Somewhere beyond the firelight, someone cried out. The sound cut short, swallowed by the night.

Rowan closed his eyes.

He had learned, over years of service, how to make himself smaller inside moments like this. How to fold away the weight until it could be carried without breaking him. He told himself the same things he always did. That the orders had been clear. That the line had held. That more men had lived than died.

Still, the image returned to him uninvited: figures moving in that lower field, bending over broken bodies, refusing to leave.

Whoever they were, they would still be working when dawn came.

Rowan straightened and stepped into his tent, unaware that before the night was over, the quiet labor he could not stop thinking about would draw closer to him than he expected.

Sleep did not come easily.

Rowan lay on his cot with his armor set aside in careful order, every piece placed where habit said it belonged. The tent smelled faintly of oil and iron and the smoke that clung to everything after battle. Outside, the camp shifted and sighed, men turning in restless dreams or rising quietly to tend fires that threatened to die.

He stared at the canvas ceiling, tracking the slow drift of shadows cast by torchlight beyond the walls. Each flicker felt deliberate, as though the night itself were watching him.

When he closed his eyes, the field returned.

Not the clash of steel. That had faded. What remained were fragments. A hand grasping at nothing. A voice calling once, then not again. The moment a man realized he would not be standing when the sun rose.

Rowan sat up abruptly and swung his feet to the ground.

The cold bit into his skin, sharp and immediate. He welcomed it. Sensation anchored him when thought would not. He reached for the waterskin at his side and drank, the liquid tasting faintly of leather and ash.

Another sound cut through the quiet. A low murmur, carried on the night air. Not pain. Not command. Something steadier.

Rowan hesitated only a moment before pulling on his tunic and stepping back outside.

The camp had thinned. Fires burned lower now, their light pooled close to the ground. Beyond them, toward the river, movement continued. Lanterns bobbed in measured paths, their glow revealing figures bent over stretchers and blankets spread on cleared earth.

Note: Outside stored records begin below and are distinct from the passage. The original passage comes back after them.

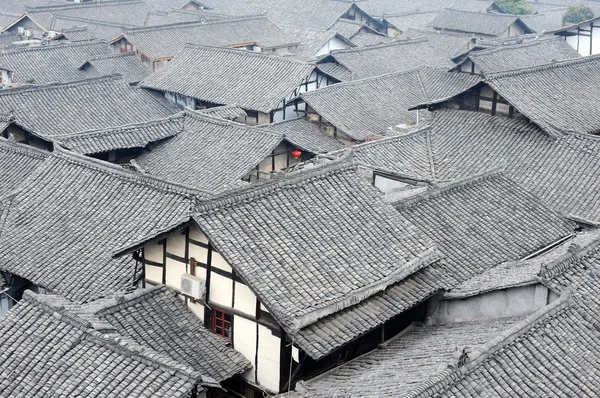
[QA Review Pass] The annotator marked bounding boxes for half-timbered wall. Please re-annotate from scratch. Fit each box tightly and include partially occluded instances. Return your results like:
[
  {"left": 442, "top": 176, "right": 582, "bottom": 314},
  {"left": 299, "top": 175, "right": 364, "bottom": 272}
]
[
  {"left": 138, "top": 224, "right": 286, "bottom": 392},
  {"left": 556, "top": 21, "right": 600, "bottom": 56}
]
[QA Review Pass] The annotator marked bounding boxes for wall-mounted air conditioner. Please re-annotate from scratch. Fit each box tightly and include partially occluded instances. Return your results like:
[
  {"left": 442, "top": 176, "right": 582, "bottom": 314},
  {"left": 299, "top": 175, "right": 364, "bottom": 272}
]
[{"left": 180, "top": 274, "right": 206, "bottom": 300}]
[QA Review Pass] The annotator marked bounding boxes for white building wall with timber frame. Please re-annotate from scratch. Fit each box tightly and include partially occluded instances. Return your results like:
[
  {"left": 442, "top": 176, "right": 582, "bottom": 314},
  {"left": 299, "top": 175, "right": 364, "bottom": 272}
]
[{"left": 136, "top": 223, "right": 283, "bottom": 392}]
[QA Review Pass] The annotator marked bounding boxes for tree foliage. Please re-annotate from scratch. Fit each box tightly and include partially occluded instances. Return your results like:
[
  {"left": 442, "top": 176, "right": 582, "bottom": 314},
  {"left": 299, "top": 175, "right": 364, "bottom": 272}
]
[
  {"left": 496, "top": 0, "right": 533, "bottom": 15},
  {"left": 563, "top": 4, "right": 594, "bottom": 25}
]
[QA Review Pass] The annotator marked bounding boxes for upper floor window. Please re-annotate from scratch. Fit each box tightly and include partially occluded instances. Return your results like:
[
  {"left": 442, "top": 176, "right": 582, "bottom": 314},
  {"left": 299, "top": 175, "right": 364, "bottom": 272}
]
[{"left": 213, "top": 308, "right": 233, "bottom": 341}]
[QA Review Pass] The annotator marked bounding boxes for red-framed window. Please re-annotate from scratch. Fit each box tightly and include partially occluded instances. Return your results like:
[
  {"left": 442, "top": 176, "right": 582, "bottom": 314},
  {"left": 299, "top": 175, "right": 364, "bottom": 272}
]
[{"left": 213, "top": 308, "right": 233, "bottom": 341}]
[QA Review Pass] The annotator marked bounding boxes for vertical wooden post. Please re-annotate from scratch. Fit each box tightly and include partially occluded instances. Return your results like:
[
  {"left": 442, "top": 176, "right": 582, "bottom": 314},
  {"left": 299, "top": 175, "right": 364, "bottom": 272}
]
[{"left": 190, "top": 257, "right": 196, "bottom": 303}]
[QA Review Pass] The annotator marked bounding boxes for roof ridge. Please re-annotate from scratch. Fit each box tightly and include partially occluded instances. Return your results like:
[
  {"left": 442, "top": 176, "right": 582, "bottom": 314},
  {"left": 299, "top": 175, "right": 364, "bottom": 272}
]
[
  {"left": 539, "top": 236, "right": 600, "bottom": 279},
  {"left": 179, "top": 43, "right": 315, "bottom": 66},
  {"left": 391, "top": 167, "right": 512, "bottom": 209},
  {"left": 0, "top": 137, "right": 50, "bottom": 159},
  {"left": 124, "top": 14, "right": 272, "bottom": 36},
  {"left": 51, "top": 112, "right": 185, "bottom": 140},
  {"left": 329, "top": 36, "right": 429, "bottom": 54},
  {"left": 403, "top": 291, "right": 572, "bottom": 398},
  {"left": 89, "top": 285, "right": 169, "bottom": 317},
  {"left": 194, "top": 155, "right": 357, "bottom": 215},
  {"left": 0, "top": 74, "right": 123, "bottom": 96},
  {"left": 469, "top": 36, "right": 562, "bottom": 56},
  {"left": 0, "top": 40, "right": 108, "bottom": 55},
  {"left": 52, "top": 145, "right": 205, "bottom": 198},
  {"left": 483, "top": 54, "right": 600, "bottom": 82}
]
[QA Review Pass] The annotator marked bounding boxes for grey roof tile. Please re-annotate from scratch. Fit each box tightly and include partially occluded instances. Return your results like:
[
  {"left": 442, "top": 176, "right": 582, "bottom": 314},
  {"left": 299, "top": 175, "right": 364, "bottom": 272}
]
[
  {"left": 86, "top": 286, "right": 251, "bottom": 382},
  {"left": 53, "top": 113, "right": 184, "bottom": 155},
  {"left": 317, "top": 34, "right": 471, "bottom": 79},
  {"left": 135, "top": 111, "right": 284, "bottom": 192},
  {"left": 0, "top": 42, "right": 109, "bottom": 84},
  {"left": 0, "top": 291, "right": 211, "bottom": 398},
  {"left": 429, "top": 8, "right": 533, "bottom": 36},
  {"left": 193, "top": 163, "right": 439, "bottom": 333},
  {"left": 140, "top": 44, "right": 314, "bottom": 113},
  {"left": 79, "top": 52, "right": 150, "bottom": 84},
  {"left": 395, "top": 172, "right": 575, "bottom": 282},
  {"left": 261, "top": 119, "right": 344, "bottom": 154},
  {"left": 125, "top": 15, "right": 300, "bottom": 59},
  {"left": 302, "top": 67, "right": 479, "bottom": 141},
  {"left": 0, "top": 149, "right": 203, "bottom": 302},
  {"left": 468, "top": 37, "right": 579, "bottom": 74},
  {"left": 0, "top": 138, "right": 48, "bottom": 200},
  {"left": 485, "top": 55, "right": 600, "bottom": 134},
  {"left": 0, "top": 76, "right": 178, "bottom": 139}
]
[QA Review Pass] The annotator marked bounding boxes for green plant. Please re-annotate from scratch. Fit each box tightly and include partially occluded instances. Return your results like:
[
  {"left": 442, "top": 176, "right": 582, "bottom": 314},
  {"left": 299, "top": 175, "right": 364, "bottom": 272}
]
[
  {"left": 496, "top": 0, "right": 533, "bottom": 15},
  {"left": 563, "top": 4, "right": 594, "bottom": 25}
]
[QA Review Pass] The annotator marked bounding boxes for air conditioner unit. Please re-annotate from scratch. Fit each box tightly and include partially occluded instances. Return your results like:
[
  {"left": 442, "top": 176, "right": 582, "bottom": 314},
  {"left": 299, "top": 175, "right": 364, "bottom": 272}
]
[{"left": 180, "top": 274, "right": 206, "bottom": 300}]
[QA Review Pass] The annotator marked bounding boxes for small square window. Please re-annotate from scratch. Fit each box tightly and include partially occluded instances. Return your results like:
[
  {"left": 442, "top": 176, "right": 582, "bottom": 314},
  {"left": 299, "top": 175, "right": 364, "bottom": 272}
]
[{"left": 213, "top": 309, "right": 233, "bottom": 341}]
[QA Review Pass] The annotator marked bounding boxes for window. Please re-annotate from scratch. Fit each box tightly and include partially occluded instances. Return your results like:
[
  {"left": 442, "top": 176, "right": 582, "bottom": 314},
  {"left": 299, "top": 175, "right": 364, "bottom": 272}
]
[{"left": 213, "top": 308, "right": 233, "bottom": 341}]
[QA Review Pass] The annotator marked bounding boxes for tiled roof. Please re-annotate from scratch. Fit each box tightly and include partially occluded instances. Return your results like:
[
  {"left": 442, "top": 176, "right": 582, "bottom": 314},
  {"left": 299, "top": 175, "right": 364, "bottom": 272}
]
[
  {"left": 135, "top": 112, "right": 283, "bottom": 192},
  {"left": 0, "top": 138, "right": 48, "bottom": 200},
  {"left": 0, "top": 291, "right": 214, "bottom": 398},
  {"left": 302, "top": 68, "right": 479, "bottom": 141},
  {"left": 408, "top": 109, "right": 600, "bottom": 223},
  {"left": 348, "top": 0, "right": 494, "bottom": 14},
  {"left": 193, "top": 161, "right": 439, "bottom": 333},
  {"left": 0, "top": 76, "right": 178, "bottom": 138},
  {"left": 0, "top": 149, "right": 202, "bottom": 302},
  {"left": 429, "top": 8, "right": 533, "bottom": 36},
  {"left": 342, "top": 127, "right": 434, "bottom": 181},
  {"left": 0, "top": 42, "right": 109, "bottom": 84},
  {"left": 79, "top": 52, "right": 150, "bottom": 83},
  {"left": 261, "top": 119, "right": 344, "bottom": 154},
  {"left": 395, "top": 172, "right": 575, "bottom": 282},
  {"left": 485, "top": 55, "right": 600, "bottom": 134},
  {"left": 468, "top": 37, "right": 579, "bottom": 74},
  {"left": 198, "top": 105, "right": 248, "bottom": 120},
  {"left": 141, "top": 45, "right": 314, "bottom": 113},
  {"left": 53, "top": 113, "right": 184, "bottom": 155},
  {"left": 87, "top": 286, "right": 251, "bottom": 382},
  {"left": 292, "top": 260, "right": 456, "bottom": 359},
  {"left": 190, "top": 0, "right": 352, "bottom": 30},
  {"left": 317, "top": 35, "right": 470, "bottom": 79},
  {"left": 292, "top": 318, "right": 520, "bottom": 398},
  {"left": 125, "top": 16, "right": 300, "bottom": 59}
]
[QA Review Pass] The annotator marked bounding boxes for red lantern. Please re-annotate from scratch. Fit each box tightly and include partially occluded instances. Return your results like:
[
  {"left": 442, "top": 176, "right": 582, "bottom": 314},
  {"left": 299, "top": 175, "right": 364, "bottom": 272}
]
[{"left": 290, "top": 149, "right": 302, "bottom": 159}]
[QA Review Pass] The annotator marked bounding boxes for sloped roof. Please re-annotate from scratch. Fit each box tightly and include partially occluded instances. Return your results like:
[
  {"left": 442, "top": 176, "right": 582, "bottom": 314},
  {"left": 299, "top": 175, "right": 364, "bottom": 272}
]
[
  {"left": 140, "top": 44, "right": 314, "bottom": 113},
  {"left": 135, "top": 112, "right": 283, "bottom": 192},
  {"left": 0, "top": 42, "right": 110, "bottom": 84},
  {"left": 260, "top": 118, "right": 344, "bottom": 154},
  {"left": 193, "top": 161, "right": 439, "bottom": 333},
  {"left": 0, "top": 138, "right": 48, "bottom": 200},
  {"left": 87, "top": 286, "right": 251, "bottom": 382},
  {"left": 485, "top": 55, "right": 600, "bottom": 134},
  {"left": 468, "top": 37, "right": 579, "bottom": 74},
  {"left": 292, "top": 318, "right": 521, "bottom": 398},
  {"left": 395, "top": 173, "right": 575, "bottom": 282},
  {"left": 317, "top": 35, "right": 470, "bottom": 79},
  {"left": 429, "top": 8, "right": 533, "bottom": 36},
  {"left": 125, "top": 16, "right": 300, "bottom": 59},
  {"left": 423, "top": 109, "right": 600, "bottom": 223},
  {"left": 198, "top": 105, "right": 248, "bottom": 120},
  {"left": 53, "top": 113, "right": 184, "bottom": 155},
  {"left": 0, "top": 76, "right": 178, "bottom": 139},
  {"left": 79, "top": 52, "right": 150, "bottom": 83},
  {"left": 0, "top": 291, "right": 214, "bottom": 398},
  {"left": 302, "top": 67, "right": 479, "bottom": 141},
  {"left": 189, "top": 0, "right": 352, "bottom": 29},
  {"left": 0, "top": 148, "right": 203, "bottom": 302}
]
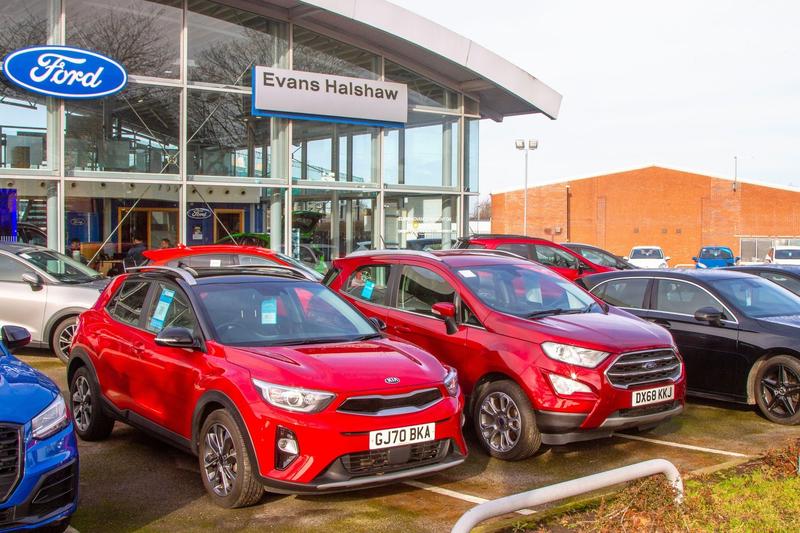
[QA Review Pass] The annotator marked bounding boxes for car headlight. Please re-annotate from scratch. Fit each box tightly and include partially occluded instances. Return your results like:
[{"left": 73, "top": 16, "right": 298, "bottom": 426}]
[
  {"left": 542, "top": 342, "right": 609, "bottom": 368},
  {"left": 444, "top": 368, "right": 458, "bottom": 398},
  {"left": 253, "top": 379, "right": 336, "bottom": 413},
  {"left": 31, "top": 394, "right": 69, "bottom": 439},
  {"left": 547, "top": 374, "right": 592, "bottom": 396}
]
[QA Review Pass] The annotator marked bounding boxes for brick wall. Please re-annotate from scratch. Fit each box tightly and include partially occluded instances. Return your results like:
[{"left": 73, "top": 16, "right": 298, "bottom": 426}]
[{"left": 492, "top": 167, "right": 800, "bottom": 265}]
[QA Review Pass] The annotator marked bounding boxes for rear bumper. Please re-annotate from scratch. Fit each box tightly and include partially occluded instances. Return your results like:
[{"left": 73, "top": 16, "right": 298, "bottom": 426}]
[{"left": 536, "top": 401, "right": 683, "bottom": 446}]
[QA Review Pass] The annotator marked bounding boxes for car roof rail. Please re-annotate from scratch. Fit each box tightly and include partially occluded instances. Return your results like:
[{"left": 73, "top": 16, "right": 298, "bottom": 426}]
[{"left": 125, "top": 265, "right": 197, "bottom": 285}]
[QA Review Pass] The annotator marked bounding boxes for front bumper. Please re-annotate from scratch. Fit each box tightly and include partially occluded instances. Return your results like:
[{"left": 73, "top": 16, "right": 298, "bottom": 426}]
[{"left": 0, "top": 423, "right": 79, "bottom": 532}]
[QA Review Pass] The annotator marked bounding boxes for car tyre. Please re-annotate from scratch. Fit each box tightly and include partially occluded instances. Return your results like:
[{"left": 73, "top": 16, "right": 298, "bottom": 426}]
[
  {"left": 473, "top": 380, "right": 542, "bottom": 461},
  {"left": 198, "top": 409, "right": 264, "bottom": 509},
  {"left": 755, "top": 355, "right": 800, "bottom": 426},
  {"left": 69, "top": 366, "right": 114, "bottom": 441},
  {"left": 50, "top": 316, "right": 78, "bottom": 364}
]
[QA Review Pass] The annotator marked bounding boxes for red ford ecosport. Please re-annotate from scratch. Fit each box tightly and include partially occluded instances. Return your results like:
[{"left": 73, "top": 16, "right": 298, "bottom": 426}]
[
  {"left": 325, "top": 250, "right": 685, "bottom": 460},
  {"left": 68, "top": 267, "right": 466, "bottom": 507}
]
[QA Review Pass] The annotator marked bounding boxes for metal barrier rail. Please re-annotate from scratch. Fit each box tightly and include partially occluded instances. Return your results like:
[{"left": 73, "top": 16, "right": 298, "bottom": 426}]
[{"left": 451, "top": 459, "right": 683, "bottom": 533}]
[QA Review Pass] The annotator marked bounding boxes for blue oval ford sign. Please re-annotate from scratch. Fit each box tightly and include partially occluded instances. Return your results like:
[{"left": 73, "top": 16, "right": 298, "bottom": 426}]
[{"left": 3, "top": 46, "right": 128, "bottom": 99}]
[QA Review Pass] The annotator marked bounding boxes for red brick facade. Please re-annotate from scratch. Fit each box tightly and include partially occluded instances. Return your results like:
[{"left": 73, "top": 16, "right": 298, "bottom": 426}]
[{"left": 492, "top": 167, "right": 800, "bottom": 266}]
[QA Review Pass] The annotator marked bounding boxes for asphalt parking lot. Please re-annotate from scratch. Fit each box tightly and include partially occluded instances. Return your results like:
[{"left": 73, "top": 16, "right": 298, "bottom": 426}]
[{"left": 21, "top": 350, "right": 800, "bottom": 533}]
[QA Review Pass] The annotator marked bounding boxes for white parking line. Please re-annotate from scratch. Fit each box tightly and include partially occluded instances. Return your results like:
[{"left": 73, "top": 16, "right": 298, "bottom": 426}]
[
  {"left": 403, "top": 481, "right": 536, "bottom": 515},
  {"left": 614, "top": 433, "right": 752, "bottom": 458}
]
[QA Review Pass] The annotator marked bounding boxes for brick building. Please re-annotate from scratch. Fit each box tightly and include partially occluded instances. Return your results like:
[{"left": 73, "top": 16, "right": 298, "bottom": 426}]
[{"left": 492, "top": 166, "right": 800, "bottom": 266}]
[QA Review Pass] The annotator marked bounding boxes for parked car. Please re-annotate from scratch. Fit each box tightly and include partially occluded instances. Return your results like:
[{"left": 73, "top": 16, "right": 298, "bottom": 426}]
[
  {"left": 581, "top": 269, "right": 800, "bottom": 424},
  {"left": 144, "top": 244, "right": 322, "bottom": 280},
  {"left": 692, "top": 246, "right": 740, "bottom": 268},
  {"left": 563, "top": 242, "right": 637, "bottom": 270},
  {"left": 0, "top": 326, "right": 78, "bottom": 533},
  {"left": 0, "top": 243, "right": 108, "bottom": 363},
  {"left": 325, "top": 250, "right": 685, "bottom": 460},
  {"left": 729, "top": 264, "right": 800, "bottom": 295},
  {"left": 623, "top": 246, "right": 670, "bottom": 268},
  {"left": 764, "top": 246, "right": 800, "bottom": 265},
  {"left": 456, "top": 235, "right": 615, "bottom": 280},
  {"left": 68, "top": 266, "right": 467, "bottom": 507}
]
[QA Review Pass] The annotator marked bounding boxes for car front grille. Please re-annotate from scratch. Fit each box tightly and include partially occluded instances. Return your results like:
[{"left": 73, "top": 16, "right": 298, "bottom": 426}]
[
  {"left": 337, "top": 388, "right": 442, "bottom": 416},
  {"left": 606, "top": 350, "right": 681, "bottom": 389},
  {"left": 0, "top": 424, "right": 22, "bottom": 502},
  {"left": 341, "top": 439, "right": 450, "bottom": 477}
]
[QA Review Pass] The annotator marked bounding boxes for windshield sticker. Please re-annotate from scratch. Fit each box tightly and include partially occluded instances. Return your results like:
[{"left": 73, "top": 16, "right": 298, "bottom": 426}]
[
  {"left": 261, "top": 298, "right": 278, "bottom": 324},
  {"left": 361, "top": 280, "right": 375, "bottom": 300},
  {"left": 150, "top": 289, "right": 175, "bottom": 331}
]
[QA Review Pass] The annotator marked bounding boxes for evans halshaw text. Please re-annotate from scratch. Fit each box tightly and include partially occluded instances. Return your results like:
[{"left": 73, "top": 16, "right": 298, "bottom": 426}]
[{"left": 263, "top": 71, "right": 398, "bottom": 100}]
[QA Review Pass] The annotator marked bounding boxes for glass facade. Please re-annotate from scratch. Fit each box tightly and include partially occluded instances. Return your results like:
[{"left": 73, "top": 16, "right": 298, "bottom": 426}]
[{"left": 0, "top": 0, "right": 480, "bottom": 264}]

He had given permission for this. He reminded himself of that as he walked.

Up close, the work revealed itself in details he had not seen from the ridge. Hands stained dark. Sleeves rolled past elbows. Knees pressed into dirt without hesitation. Voices kept low, words chosen carefully, as if gentleness itself were a kind of medicine.

Rowan stopped at the edge of the makeshift infirmary.

A soldier lay nearest to him, his breathing shallow but steady. Someone had cleaned the blood from his face. A strip of cloth bound his leg tightly, the knot secure and practiced. Rowan recognized the man. Barely. He had been one of the first to fall.

"He shouldn't have lasted this long," a voice said nearby.

Another answered, quieter. "He will, through the night."

Rowan turned his head toward the sound.

He did not step closer. He did not speak. He only watched as a figure knelt beside the wounded, her back to him, shoulders tense with focus. She adjusted the bandage once more, her movements precise, unhurried. When she rose, she wiped her hands on a cloth already marked with the work of the evening.

For a moment, she stood still, as if listening for something only she could hear.

Rowan felt that tightening again, the same unfamiliar pull from earlier, sharper now. He could not see her face. He did not know her name. Still, the sight rooted him in place.

This, he thought, was the other side of the war. Not the part he had been trained to fight, but the part that lingered long after orders were obeyed.

Someone brushed past him, breaking the moment. Rowan stepped back instinctively, retreating into shadow. By the time he looked again, the figure had moved on, already kneeling beside another man who needed her more.

Rowan turned away before he could think better of it.

He returned to his tent with a strange weight settled low in his chest, the sense that something had shifted without his permission. The night closed in around him once more, quieter now, as though holding its breath.

He lay back down, eyes open, knowing sleep would not come.

Somewhere near the river, the work continued.